Growth of Maori Sovereignty

Sept. 12th, 2017

Today we had the privilege of speaking to Josh Te Kane, a member of the Hairini Marae iwi. Josh shared his knowledge about Maori sovereignty. Maori sovereignty is a topic we are constantly exploring, researching, and trying to understand. Sovereignty is defined as a supreme power or authority. This leads us to a question I consistently wrestled with, do Maori’s have true sovereignty? Up until this point in time, I didn’t view Maori sovereignty as true sovereignty. Maori’s have sovereignty in specific areas such as within marae’s, kapa haka classes (song and dance classes), and Te Reo (Maori Language) week. It is within these areas that Maori’s are able to experience true Maori sovereignty. As far as a true self-governing state goes, I did not view Maori’s as having true sovereignty.

However, once Josh Te Kane shared his insight on Maori Sovereignty, this quickly changed. Josh explained the history of Maori’s up to present-day in a way that helped me to understand sovereignty through his eyes. Europeans arrived in New Zealand in the early 1800’s, which was a time of great turmoil. From the very beginning, Maori’s had a great relationship with the Colonials. They were great tradings of items such as flax, kumara, animals, etc. which were all very beneficial for the Maori tribes. As time went on, missionaries arrived on the island introducing Christianity. Christianity was very similar with the Maori beliefs and faiths. More and more Europeans began to move on New Zealand land, which eventually led up to the land wars.

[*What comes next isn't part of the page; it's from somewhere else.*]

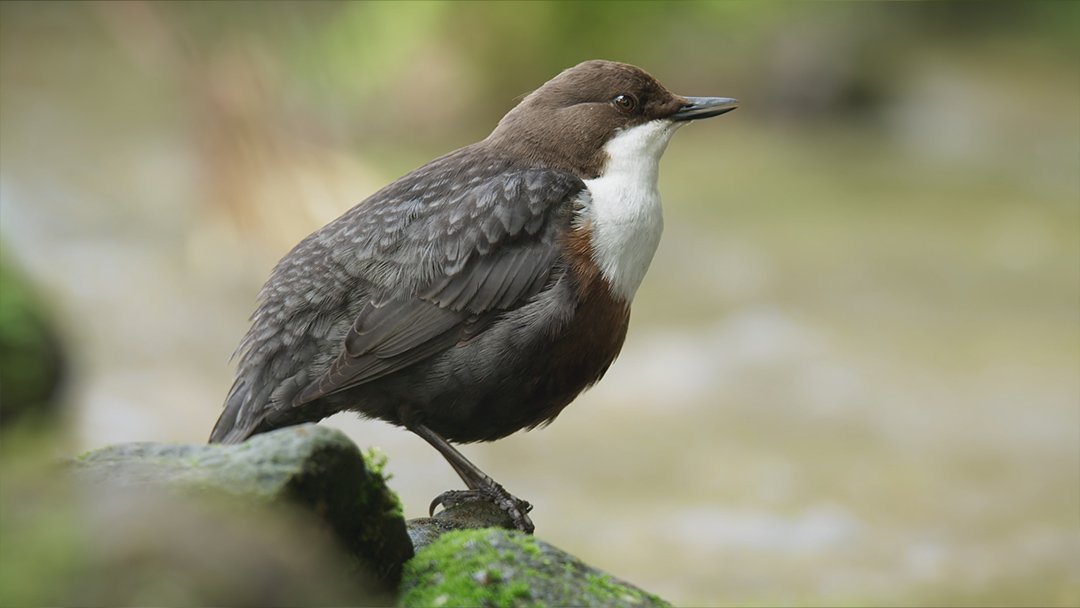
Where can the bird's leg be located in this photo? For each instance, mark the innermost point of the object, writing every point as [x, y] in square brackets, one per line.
[481, 486]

In 1840 the Treaty of Waitangi was officialized. Unfortunately, the English and Maori versions of the Treaty were translated differently amongst the Maori community and European community.  There was a large misunderstanding. In 1852, Chief Tamihana Te Rauparaha visited England. He learned about the England monarchy system and wanted to incorporate the same system amongst Aotearoa. Once Chief Tamihana established that there would be an Aotearoa Monarchy system, the hunt for a king began. Chief Tamihana searched from the north to the southern islands, and from the east to the western islands. He asked many different chiefs if they were to take the duties of being King, but many would reply saying, “My waters are too shallow to take care of the masses”. Once Chief Tamihana finally found a King, there was a separation amongst the Maori people. Some Maori’s favored the Queen of England, whereas others favored the Maori King. Since then, many wars between Maori’s and Colonials occurred, as well as wars between different Maori tribes. Up to present day, Maori’s are still coming to terms with all the history that’s happened. Although The Crown rules over Aotearoa, there is still a Maori King. The Maori King doesn’t have governmental powers, however, he is a figure of sovereignty for Maori people. The number of Maori’s who have high beliefs in the King has risen greatly. The King is the glue that has kept Maori’s together.

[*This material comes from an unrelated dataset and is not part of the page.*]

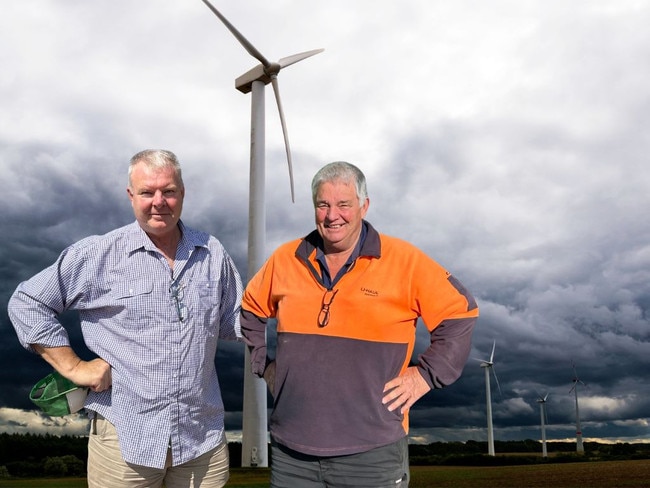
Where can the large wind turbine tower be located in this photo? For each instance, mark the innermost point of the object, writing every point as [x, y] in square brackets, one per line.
[574, 388]
[254, 430]
[542, 413]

Maori sovereignty is present. It is not lost. The Maori King kept Maori sovereignty alive, but the Maori youth today is what keeps Maori sovereignty growing. In 2013, three high school girls started a petition to teach Maori history in schools. Thousands and thousands of people supported this petition. Maori history is now taught in schools. The young generations of Maori’s are the back bone of keeping Maori’s united as one people. Maori children are able to learn about their history. They are learning and retaining information through their traditional song and dances. Slowly but surely, Maori’s are able to talk about the past and share stories. They are now strong enough to take action towards a better future. Although it is a time of mourning, it’s a time of strong restoration for Maori’s. Maori sovereignty may not be as easily detected, but it is surely alive and growing.

Josh Te Kane and I in Hairini Marae.